さて、肝心の結果ですね。ざっくりとこんな感じになってました。↓
①過激賛成←賛成派が減少して、反対派が増えた
②過激反対←賛成派が減少した
③穏当賛成←反対派が減少した
④穏当反対←賛成派が減少した
おもしろいですよね。基本仮説通りなんですが、過激反対だけは、思った効果が見られなかった。賛成派が減っちゃってるんですよ。なんででしょうね?(なぜ減少しても逆側が増えないのかといいますと、「どちらともいえない」という選択肢があるからです。)
私は一つ理由が思いつきました。それは、「賛成意見と反対意見では、攻撃対象が違う」んです。さて、これはいったいどういうことか?説明しましょう。
まず、これは過激な賛成コメントの例です。
「本当に必要なら数千円くらい払えるだろ。金がないなら死んでも文句言うな。」
はい。とんでもない発言ですね。思いついたときは自分が天才かと思いました。
では続いて、過激な反対コメントの例です。
「貧乏人は死ねってことか。弱者を切り捨てた本音が透けて見える。」
はい。これまたとんでもない発言です。こんなコメントが思いつくなんて私は天才ですね。
ということで、両者を比較すると、過激な賛成コメントが攻撃しているのは「有料化に反対している人」なんです。一方で過激な反対コメントが攻撃しているのは、あくまで「この制度を推し進めようとしている行政」なんですね。ここの違いなんじゃないでしょうか。つまり、「個人を攻撃するのはよくないが、行政は攻撃してもいい」と判断している。と、いうことですね。
いやぁ、非常に面白い結果ですよ。ということで、この結果を受けて、今度はどちらのコメントも、同じ対象を攻撃するものにしよう。という実験を行おうとしているわけです。
いい結果が出るといいんですけどね。みなさんぜひ私を応援してください。うれしくなるので。
おしまい
という感じに、私が行った研究を解説させていただきました。大学院、みなさんやっぱり「とんでもなく頭がいい人たちが行くところ」って印象があると思うんですよ。そんなことないですからね。私みたいな元カラオケ星人もやっていけてるわけですし。

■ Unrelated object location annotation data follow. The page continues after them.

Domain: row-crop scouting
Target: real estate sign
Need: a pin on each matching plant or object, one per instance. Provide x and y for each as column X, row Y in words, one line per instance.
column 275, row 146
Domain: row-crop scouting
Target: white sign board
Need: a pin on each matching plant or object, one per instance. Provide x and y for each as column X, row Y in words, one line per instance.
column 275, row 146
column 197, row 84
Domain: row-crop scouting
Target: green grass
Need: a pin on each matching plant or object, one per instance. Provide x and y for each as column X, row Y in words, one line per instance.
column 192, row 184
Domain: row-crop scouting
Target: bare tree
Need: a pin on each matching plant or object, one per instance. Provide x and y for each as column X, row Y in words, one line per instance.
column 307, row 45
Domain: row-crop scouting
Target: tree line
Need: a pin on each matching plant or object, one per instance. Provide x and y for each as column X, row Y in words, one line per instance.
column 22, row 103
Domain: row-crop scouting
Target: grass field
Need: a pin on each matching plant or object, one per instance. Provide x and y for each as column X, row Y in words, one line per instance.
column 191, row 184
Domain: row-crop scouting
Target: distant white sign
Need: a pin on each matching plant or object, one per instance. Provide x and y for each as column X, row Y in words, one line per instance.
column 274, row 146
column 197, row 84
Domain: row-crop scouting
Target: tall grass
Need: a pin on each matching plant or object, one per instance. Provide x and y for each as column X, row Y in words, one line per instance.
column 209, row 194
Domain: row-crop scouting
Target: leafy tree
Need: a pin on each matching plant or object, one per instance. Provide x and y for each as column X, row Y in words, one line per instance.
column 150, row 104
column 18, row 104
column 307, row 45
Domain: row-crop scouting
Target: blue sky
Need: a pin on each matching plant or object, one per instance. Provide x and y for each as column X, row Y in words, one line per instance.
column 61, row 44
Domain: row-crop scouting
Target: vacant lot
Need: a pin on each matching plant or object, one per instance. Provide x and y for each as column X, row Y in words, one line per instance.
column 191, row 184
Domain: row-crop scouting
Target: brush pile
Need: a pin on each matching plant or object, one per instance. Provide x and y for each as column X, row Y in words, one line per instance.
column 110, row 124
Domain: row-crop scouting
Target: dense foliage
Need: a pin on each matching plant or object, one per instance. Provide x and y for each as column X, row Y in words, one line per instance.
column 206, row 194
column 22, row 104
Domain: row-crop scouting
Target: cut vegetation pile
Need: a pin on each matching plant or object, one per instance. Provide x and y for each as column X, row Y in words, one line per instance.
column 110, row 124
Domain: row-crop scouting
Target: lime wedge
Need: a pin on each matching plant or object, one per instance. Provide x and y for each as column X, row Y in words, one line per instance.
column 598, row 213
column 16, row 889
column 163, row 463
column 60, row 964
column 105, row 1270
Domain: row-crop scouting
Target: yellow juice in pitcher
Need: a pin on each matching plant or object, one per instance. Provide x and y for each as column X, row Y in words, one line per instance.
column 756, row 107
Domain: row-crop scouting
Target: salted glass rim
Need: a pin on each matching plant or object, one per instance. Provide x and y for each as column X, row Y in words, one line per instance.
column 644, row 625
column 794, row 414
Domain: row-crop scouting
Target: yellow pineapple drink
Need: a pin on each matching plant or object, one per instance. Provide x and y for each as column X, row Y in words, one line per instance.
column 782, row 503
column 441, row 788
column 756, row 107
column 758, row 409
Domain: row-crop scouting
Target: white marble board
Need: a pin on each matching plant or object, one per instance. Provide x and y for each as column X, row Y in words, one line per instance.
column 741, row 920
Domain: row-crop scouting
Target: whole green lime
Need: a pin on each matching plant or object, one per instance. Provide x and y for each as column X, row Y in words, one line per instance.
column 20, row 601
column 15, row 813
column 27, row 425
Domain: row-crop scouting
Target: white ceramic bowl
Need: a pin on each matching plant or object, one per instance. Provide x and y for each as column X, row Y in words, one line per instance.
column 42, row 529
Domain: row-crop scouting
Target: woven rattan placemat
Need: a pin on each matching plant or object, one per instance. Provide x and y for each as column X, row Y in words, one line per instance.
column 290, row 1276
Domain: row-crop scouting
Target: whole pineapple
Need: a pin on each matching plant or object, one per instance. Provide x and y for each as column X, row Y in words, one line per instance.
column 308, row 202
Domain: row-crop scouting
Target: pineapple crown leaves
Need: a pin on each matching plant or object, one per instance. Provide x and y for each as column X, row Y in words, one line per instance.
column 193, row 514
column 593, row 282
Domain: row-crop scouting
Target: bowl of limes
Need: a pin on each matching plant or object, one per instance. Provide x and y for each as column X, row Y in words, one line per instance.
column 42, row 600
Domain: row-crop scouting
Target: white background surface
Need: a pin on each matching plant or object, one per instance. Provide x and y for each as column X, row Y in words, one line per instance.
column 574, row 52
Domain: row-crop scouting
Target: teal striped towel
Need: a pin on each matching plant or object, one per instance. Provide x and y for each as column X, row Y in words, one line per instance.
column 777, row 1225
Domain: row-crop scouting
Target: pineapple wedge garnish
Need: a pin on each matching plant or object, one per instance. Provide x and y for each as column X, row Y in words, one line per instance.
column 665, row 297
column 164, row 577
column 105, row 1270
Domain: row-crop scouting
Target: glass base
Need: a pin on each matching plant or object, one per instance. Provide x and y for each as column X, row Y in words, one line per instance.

ただ、「追求したいなにかがある」だけです。もうほんとに、たったそれだけ。なにか一つ、学問に関連して追求したいものがあるなら、大学院進学というのを進路の一つとして考えてみるのもありだと思いますよ。私は全力で歓迎します。
というわけで、改めて締めの挨拶をさせていただきます。私のただの自己満足の語りを最後まで閲覧していただいて、本当にありがとうございます。私がここまで述べたことが、なにか一つでも参考になれば幸いです。私は大学院進学という道を選びましたが、どんな道を選んだとしても、最終的には思い描くレールに乗ることができるでしょう。みなさまのこれからの旅路が、美しく、幸福に溢れたものになることを、心から、願っています。
ここまで目を通していただいて、ありがとうございました。失礼します。